Warning: This method must be called AFTER calling next_weight(). Ex: w = ols.next_weight()

if ols.ended():

print(“OLS ended.”)

get_corner_weights(top_k: int | None = None) List[ndarray]

Returns the corner weights of the current CCS.

Parameters:

top_k – If not None, returns the top_k corner weights.

Returns:

List[np.ndarray] – List of corner weights.

get_weight_support() List[ndarray]

Returns the weight support of the CCS.

Returns:

List[np.ndarray] – List of weight vectors of the CCS

gpi_ls_priority(w: ndarray, gpi_expanded_set: List[ndarray]) float

Get the priority of a weight vector for GPI-LS.

Parameters:

w – Weight vector

Returns:

Priority of the weight vector.

is_dominated(value: ndarray) bool

Checks if the value is dominated by any of the values in the CCS.

Parameters:

value – Value vector

Returns:

True if the value is dominated by any of the values in the CCS, False otherwise.

max_scalarized_value(w: ndarray) float | None

Returns the maximum scalarized value for weight vector w.

Parameters:

w – Weight vector

Returns:

Maximum scalarized value for weight vector w.

max_value_lp(w_new: ndarray) float

Returns an upper-bound for the maximum value of the scalarized objective.

Parameters:

w_new – New weight vector

Returns:

Upper-bound for the maximum value of the scalarized objective.

next_weight(algo: str = 'ols', gpi_agent: MOPolicy | None = None, env: Env | None = None, rep_eval: int = 1) ndarray

Returns the next weight vector with highest priority.

Parameters:
  • algo (str) – Algorithm to use.
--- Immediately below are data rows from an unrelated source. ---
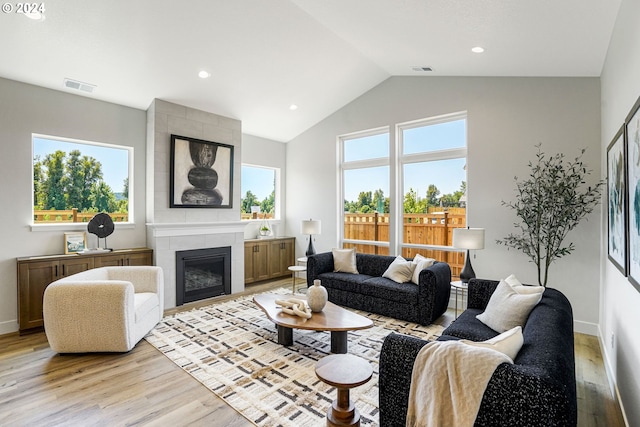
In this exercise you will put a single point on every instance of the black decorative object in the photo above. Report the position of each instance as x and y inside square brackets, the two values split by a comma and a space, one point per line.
[201, 174]
[467, 272]
[102, 226]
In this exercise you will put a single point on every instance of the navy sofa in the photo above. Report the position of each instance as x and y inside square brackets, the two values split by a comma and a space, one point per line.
[369, 291]
[539, 389]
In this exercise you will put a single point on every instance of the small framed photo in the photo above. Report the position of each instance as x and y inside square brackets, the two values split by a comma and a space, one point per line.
[75, 242]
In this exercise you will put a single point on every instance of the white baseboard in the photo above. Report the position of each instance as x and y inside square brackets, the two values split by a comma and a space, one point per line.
[613, 385]
[8, 327]
[586, 328]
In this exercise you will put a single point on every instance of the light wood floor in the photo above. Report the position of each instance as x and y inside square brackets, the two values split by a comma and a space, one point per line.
[143, 387]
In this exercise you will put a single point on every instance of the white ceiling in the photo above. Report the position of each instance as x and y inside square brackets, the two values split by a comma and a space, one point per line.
[264, 55]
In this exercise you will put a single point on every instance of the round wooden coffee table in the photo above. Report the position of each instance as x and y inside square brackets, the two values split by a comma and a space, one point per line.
[343, 371]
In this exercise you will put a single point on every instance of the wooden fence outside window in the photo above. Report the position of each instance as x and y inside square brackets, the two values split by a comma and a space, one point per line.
[72, 215]
[433, 228]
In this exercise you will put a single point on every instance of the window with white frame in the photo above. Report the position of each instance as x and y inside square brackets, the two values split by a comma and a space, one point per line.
[73, 180]
[428, 176]
[259, 192]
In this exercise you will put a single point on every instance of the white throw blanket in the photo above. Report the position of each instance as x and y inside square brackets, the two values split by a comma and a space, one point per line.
[448, 381]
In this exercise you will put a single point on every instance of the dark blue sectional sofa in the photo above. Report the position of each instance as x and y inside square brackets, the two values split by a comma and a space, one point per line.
[539, 389]
[369, 291]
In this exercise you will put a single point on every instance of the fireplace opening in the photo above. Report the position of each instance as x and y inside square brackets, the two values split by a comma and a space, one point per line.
[202, 273]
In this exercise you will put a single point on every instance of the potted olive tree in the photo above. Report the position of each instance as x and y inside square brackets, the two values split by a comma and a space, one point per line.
[549, 204]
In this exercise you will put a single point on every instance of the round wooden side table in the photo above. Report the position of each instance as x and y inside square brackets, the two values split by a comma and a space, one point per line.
[344, 372]
[295, 269]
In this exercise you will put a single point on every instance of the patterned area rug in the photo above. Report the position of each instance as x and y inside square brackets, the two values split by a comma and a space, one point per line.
[232, 349]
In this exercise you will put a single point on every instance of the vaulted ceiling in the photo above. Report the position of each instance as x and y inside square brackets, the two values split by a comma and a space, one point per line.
[265, 55]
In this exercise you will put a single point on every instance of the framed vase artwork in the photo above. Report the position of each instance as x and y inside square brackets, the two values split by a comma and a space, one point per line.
[617, 202]
[632, 125]
[75, 242]
[201, 174]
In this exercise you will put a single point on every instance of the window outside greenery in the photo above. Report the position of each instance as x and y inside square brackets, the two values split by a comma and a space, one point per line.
[73, 180]
[259, 192]
[430, 183]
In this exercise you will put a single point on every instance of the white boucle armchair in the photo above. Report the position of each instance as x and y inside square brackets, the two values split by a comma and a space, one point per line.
[107, 309]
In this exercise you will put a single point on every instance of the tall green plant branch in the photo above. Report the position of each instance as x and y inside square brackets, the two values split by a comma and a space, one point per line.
[549, 204]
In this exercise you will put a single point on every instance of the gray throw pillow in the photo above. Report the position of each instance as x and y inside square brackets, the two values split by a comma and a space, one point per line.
[344, 260]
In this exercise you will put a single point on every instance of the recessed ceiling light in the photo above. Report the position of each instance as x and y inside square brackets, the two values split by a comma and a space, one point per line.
[421, 69]
[36, 16]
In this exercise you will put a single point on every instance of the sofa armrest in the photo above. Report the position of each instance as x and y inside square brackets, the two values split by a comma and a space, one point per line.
[105, 306]
[434, 290]
[397, 356]
[143, 278]
[318, 264]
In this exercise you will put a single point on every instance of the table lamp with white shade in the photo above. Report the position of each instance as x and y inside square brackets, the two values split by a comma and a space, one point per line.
[310, 227]
[468, 238]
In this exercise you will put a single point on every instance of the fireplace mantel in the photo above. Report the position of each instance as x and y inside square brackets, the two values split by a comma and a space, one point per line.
[194, 229]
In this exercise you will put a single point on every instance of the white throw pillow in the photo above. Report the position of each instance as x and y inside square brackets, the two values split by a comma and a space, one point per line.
[509, 342]
[344, 260]
[513, 280]
[420, 265]
[400, 270]
[507, 308]
[523, 289]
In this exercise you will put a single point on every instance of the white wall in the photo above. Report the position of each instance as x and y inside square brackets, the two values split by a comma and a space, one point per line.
[620, 301]
[265, 152]
[27, 109]
[506, 118]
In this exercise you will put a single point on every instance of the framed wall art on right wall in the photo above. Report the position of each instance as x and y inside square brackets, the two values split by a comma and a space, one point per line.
[632, 134]
[617, 202]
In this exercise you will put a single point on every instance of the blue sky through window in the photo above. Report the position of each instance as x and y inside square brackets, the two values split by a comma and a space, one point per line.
[114, 161]
[261, 181]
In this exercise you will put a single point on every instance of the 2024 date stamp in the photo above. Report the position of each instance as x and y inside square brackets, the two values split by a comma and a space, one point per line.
[23, 8]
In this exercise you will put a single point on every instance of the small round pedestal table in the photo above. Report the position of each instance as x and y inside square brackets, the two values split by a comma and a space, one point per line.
[343, 371]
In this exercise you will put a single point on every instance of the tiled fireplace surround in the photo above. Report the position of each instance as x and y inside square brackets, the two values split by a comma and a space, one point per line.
[177, 229]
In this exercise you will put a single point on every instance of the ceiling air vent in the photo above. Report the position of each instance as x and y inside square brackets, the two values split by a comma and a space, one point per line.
[75, 84]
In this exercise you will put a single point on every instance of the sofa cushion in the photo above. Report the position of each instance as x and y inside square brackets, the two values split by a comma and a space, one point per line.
[344, 281]
[421, 263]
[509, 342]
[143, 303]
[400, 270]
[507, 308]
[344, 260]
[467, 326]
[383, 288]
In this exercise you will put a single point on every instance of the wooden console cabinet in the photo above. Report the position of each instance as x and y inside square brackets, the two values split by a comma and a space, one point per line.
[268, 258]
[36, 273]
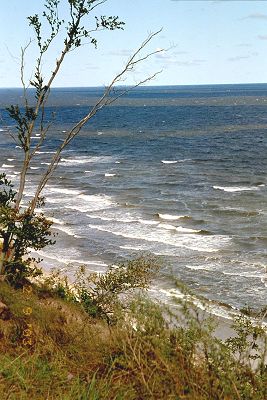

Either ‘ols’ or ‘gpi-ls’.

  • gpi_agent (Optional[MOPolicy]) – Agent to use for GPI-LS.

  • env (Optional[Env]) – Environment to use for GPI-LS.

  • rep_eval (int) – Number of times to evaluate the agent in GPI-LS.

Returns:

np.ndarray – Next weight vector

ols_priority(w: ndarray) float

Get the priority of a weight vector for OLS.

Parameters:

w – Weight vector

Returns:

Priority of the weight vector.

remove_obsolete_values(value: ndarray) List[int]

Removes the values vectors which are no longer optimal for any weight vector after adding the new value vector.

Parameters:

value (np.ndarray) – New value vector

Returns:

The indices of the removed values.

remove_obsolete_weights(new_value: ndarray) List[ndarray]

Remove from the queue the weight vectors for which the new value vector is better than previous values.

Parameters:

new_value – New value vector

Returns:

List of weight vectors removed from the queue.